Le profil des répondants

Plus des deux tiers des candidats (68%) sont des hommes, contre 38% de femmes. Si l’âge moyen est de 32 ans, près de la moitié des répondants composant l’échantillon (47%) ont entre 30-40 ans, contre 35% pour les 25-30 ans.

Concernant le niveau de formation, 60% des candidats sont bac+4/5 ans, contre 15% pour les diplômés bac + 5 et 13% pour les bac+3. Les disciplines «sciences commerciales» et «économie de gestion», arrivent en tête des spécialités des répondants avec respectivement 31 et 30%. Loin derrière, les diplômés en informatique, en technologie et sciences de la vie et de la nature ne représentent, respectivement, que 8, 6 et 4%. Plus de 4/5e des répondants (81%) ont un travail contre 19% de sans-emploi. Parmi les 827 employés, 18% sont dans les secteurs de l’agroalimentaire, de la grande consommation et de la distribution, contre 14% dans les nouvelles technologies de l’information (télécoms, Internet), et 10% dans le secteur financier et bancaire. Les mines et les hydrocarbures représentent 8%, à peine 1 point de pourcentage de plus que le secteur de la publicité/media (7%). Ce dernier, est d’ailleurs le seul secteur où il existe une prédominance féminine.

Le salaire, principale motivation

Par type d’entreprises, 50% des répondants proviennent de sociétés multinationales, et 12% de compagnies internationales. Les entreprises privées nationales, publiques et l’administration sont représentées respectivement par 26, 10 et 2% des candidats. Plus des deux tiers (77%) des personnes interrogées ont des contrats à durée indéterminée (CDI), contre 19% à durée déterminée (CDD), alors que 2% sont free-lance et 2% ne sont pas déclarés.

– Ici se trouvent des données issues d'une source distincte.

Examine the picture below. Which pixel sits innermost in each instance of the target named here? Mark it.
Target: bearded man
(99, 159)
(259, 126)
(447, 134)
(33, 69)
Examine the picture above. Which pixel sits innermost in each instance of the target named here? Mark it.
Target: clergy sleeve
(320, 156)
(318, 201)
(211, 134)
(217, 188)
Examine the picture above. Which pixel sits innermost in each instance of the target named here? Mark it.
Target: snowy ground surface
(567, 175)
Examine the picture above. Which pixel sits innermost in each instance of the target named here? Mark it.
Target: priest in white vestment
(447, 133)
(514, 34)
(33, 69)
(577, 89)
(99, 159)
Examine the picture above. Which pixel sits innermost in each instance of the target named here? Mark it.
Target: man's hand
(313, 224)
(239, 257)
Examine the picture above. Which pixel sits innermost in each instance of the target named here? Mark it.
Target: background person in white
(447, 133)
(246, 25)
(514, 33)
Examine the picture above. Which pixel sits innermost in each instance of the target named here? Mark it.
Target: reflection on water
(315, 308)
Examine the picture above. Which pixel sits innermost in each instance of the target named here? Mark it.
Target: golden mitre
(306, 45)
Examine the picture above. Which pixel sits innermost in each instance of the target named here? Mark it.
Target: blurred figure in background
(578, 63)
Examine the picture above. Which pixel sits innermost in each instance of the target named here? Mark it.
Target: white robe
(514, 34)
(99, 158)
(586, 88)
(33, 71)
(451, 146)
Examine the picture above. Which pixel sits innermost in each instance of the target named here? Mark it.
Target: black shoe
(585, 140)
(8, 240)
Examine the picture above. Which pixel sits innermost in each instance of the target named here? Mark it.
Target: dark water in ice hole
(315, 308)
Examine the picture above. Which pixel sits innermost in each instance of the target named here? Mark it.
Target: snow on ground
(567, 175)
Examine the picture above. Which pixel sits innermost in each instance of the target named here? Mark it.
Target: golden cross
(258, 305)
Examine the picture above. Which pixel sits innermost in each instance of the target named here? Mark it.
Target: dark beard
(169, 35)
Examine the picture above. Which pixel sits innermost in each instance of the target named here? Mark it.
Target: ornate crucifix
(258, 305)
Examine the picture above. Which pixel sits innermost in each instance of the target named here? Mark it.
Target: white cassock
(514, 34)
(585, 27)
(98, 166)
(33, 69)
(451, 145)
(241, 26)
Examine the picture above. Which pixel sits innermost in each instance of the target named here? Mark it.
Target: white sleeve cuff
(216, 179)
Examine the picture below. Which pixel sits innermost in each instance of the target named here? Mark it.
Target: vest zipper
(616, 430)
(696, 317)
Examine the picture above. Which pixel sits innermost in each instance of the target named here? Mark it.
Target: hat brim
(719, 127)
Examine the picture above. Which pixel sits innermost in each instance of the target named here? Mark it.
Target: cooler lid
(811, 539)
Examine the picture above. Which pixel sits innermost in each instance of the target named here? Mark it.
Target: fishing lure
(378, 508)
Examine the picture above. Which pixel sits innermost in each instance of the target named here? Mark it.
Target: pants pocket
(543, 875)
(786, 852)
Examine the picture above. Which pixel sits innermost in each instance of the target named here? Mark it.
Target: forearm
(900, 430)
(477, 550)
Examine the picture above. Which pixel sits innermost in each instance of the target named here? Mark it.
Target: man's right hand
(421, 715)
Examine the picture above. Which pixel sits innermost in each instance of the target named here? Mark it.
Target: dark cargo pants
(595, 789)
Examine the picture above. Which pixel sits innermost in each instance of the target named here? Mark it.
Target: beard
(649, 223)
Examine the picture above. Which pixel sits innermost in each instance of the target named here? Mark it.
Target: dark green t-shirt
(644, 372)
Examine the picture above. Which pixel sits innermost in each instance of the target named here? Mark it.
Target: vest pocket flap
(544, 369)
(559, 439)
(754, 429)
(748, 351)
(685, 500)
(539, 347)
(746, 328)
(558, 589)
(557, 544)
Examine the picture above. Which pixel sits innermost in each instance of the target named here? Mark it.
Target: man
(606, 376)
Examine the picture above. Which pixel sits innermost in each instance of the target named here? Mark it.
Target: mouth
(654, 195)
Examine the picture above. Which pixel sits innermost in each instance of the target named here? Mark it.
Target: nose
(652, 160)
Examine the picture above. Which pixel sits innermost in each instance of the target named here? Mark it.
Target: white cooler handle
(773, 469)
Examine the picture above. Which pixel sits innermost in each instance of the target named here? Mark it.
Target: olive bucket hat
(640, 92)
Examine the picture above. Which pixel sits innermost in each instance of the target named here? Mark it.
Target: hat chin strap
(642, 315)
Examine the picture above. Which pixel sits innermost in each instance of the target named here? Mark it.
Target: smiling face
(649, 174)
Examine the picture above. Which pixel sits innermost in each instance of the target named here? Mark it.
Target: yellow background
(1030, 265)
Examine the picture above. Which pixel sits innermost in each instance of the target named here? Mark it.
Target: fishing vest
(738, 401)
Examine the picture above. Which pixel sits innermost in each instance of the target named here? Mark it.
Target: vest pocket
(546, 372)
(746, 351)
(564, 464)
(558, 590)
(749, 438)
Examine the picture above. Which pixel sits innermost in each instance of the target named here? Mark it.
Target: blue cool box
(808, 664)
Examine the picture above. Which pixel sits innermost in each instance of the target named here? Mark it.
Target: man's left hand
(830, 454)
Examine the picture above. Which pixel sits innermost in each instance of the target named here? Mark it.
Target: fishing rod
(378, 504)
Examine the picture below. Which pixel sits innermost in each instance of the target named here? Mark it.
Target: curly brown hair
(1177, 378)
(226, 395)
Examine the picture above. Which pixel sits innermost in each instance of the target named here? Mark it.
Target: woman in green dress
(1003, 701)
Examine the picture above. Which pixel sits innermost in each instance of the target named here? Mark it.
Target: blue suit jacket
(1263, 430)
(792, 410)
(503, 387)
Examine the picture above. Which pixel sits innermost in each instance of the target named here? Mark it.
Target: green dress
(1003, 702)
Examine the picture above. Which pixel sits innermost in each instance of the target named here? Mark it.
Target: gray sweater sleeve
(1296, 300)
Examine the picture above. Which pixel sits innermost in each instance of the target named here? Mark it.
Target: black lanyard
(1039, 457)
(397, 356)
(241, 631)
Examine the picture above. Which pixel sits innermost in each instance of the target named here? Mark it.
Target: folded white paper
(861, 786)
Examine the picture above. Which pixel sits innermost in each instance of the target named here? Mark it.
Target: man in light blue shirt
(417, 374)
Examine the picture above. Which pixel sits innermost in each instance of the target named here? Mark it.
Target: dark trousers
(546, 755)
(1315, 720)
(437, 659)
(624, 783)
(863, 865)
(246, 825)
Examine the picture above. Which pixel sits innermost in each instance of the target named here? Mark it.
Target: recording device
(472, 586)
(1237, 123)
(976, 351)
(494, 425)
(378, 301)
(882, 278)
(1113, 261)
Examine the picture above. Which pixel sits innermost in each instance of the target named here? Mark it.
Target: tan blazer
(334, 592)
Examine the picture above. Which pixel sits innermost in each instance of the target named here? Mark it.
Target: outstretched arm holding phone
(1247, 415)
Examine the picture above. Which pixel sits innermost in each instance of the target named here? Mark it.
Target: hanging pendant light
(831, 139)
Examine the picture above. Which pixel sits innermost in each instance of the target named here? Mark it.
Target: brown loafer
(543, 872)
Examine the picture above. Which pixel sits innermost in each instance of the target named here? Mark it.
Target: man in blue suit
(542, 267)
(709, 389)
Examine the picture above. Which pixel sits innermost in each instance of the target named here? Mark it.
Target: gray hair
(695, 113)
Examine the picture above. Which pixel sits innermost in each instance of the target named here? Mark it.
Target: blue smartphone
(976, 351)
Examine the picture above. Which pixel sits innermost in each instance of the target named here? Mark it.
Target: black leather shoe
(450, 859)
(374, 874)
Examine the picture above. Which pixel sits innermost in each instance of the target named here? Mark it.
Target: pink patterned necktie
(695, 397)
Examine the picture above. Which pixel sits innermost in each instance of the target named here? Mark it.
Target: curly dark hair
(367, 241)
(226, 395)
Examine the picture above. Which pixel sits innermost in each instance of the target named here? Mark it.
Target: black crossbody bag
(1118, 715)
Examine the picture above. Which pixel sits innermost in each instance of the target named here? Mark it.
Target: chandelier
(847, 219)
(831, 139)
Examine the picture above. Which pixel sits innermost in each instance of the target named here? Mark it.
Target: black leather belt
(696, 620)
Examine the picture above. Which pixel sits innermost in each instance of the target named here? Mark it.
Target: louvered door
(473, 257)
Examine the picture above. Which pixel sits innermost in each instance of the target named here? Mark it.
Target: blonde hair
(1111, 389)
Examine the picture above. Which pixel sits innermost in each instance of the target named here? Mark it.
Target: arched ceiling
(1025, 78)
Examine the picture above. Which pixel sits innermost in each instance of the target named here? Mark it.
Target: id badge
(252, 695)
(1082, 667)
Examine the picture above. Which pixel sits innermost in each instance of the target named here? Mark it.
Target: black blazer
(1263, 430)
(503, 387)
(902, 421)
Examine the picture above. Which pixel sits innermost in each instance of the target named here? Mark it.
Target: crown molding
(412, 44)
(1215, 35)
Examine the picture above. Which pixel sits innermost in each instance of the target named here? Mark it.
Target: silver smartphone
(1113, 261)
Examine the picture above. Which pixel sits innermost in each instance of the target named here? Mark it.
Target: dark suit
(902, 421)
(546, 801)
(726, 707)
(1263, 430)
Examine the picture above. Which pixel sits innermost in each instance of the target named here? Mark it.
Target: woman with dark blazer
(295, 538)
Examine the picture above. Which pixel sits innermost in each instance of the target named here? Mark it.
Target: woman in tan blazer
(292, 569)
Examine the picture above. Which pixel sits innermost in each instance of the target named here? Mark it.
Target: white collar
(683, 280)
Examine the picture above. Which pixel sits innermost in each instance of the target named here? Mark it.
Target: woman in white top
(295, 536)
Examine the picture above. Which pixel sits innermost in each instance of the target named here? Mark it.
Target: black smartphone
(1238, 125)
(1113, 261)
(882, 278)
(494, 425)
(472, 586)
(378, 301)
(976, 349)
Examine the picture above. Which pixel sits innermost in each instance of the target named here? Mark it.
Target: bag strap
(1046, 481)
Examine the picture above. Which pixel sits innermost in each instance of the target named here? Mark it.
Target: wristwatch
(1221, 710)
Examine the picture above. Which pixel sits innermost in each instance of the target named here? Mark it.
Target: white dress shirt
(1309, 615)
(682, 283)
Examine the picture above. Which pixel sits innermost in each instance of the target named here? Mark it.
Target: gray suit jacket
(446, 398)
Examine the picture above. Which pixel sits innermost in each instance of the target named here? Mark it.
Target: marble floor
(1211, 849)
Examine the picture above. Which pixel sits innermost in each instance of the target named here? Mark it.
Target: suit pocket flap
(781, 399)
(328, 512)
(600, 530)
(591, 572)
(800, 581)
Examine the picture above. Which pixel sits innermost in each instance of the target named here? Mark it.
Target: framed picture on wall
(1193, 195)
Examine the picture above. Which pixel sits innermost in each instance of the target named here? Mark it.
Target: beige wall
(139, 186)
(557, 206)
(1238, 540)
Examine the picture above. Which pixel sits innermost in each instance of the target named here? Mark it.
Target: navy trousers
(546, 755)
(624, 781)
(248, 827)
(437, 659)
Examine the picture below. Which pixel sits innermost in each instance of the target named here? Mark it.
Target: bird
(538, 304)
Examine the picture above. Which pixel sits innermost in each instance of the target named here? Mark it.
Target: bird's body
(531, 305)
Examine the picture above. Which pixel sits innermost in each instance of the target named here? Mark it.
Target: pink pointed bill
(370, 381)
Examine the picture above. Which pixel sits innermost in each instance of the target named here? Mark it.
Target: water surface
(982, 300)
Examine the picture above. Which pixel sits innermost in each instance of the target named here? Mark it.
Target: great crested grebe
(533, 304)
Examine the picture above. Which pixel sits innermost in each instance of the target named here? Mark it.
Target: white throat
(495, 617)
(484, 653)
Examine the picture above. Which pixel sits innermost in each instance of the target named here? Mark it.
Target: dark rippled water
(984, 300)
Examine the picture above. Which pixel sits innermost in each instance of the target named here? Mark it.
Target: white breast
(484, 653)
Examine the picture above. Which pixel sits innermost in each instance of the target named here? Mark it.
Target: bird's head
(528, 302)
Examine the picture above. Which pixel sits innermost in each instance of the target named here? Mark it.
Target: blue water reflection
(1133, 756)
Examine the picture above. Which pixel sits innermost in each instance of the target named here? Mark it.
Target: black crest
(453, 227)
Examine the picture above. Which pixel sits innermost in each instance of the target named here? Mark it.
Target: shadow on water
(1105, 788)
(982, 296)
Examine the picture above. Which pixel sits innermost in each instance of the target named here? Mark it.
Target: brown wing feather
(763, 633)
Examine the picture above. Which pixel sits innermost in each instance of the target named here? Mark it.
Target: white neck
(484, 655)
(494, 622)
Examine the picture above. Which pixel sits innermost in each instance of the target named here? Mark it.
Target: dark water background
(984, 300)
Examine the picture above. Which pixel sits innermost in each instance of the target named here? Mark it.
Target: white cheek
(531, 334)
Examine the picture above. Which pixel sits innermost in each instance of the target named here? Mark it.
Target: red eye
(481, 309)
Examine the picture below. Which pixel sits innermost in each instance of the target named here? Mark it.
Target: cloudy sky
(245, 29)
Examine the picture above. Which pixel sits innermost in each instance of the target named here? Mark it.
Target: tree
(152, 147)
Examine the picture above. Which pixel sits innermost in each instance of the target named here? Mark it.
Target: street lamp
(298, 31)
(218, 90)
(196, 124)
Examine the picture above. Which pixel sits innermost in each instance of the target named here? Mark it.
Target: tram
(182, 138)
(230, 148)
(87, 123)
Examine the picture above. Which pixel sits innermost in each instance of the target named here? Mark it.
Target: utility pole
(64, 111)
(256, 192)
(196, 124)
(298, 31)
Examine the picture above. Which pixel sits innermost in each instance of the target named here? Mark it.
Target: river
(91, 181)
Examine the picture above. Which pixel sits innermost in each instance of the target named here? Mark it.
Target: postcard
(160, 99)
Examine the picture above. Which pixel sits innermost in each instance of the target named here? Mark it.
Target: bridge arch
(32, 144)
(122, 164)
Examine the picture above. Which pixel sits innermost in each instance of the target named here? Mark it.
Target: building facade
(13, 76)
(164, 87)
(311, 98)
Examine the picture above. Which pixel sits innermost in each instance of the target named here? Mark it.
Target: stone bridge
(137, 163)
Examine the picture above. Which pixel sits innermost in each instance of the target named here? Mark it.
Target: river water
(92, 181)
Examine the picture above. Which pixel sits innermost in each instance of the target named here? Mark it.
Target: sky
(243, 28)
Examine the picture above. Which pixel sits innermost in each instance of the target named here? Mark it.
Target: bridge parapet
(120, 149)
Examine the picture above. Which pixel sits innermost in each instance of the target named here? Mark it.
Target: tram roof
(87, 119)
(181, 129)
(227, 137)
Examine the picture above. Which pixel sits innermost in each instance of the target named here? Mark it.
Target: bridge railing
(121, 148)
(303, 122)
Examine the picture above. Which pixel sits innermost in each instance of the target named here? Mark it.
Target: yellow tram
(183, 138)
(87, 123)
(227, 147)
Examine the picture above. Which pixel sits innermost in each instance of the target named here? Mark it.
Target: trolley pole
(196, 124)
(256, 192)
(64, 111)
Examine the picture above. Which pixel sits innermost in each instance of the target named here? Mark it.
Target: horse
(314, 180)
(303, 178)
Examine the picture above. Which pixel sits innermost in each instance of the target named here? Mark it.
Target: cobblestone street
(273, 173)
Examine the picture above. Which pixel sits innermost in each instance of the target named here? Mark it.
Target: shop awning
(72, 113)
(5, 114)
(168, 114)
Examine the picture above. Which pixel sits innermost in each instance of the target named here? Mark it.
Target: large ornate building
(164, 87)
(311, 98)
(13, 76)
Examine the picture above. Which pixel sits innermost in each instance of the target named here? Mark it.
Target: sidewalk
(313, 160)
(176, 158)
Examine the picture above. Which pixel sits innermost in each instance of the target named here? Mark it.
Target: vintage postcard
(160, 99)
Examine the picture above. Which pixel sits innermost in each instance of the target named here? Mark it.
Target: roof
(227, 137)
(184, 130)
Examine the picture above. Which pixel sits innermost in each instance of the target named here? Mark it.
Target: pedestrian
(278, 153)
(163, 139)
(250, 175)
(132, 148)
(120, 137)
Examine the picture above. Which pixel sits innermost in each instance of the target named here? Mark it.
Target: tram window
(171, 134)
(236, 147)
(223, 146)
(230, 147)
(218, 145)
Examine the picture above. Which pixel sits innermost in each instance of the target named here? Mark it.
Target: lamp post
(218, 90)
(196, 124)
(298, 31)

Plus des deux tiers (69%) aussi se disent «non satisfaits» par leurs salaires, contre 31% de satisfaits. Alors que le salaire moyen mensuel net déclaré est de 76.600 DA, une majorité de répondants (22%) se situe dans la tranche 51.000 – 80.000 DA, contre 4% dans la fourchette 210.000 à 400.000 DA. Pour les autres catégories salariales, ils sont 14% dans la fourchette 110.000 – 200.000 DA, 12% pour les 81.000 – 100.000 DA, 9% dans la tranche 46.000 – 50.000 DA, et 16% dans la fourchette 36.000 – 45.000 DA, à égalité avec les 26.000 – 35.000 DA. Les salaires variant de 15.000 à 25.000 DA représentent 7% de l’ensemble des interviewé.

Insatisfaction

En dehors des salaires, 40% des répondants affirment recevoir des avantages en nature. Parmi ces avantages, il y a le prêt bancaire (17%), le logement (7%), l’assurance (37%), et l’abonnement ADSL (13%).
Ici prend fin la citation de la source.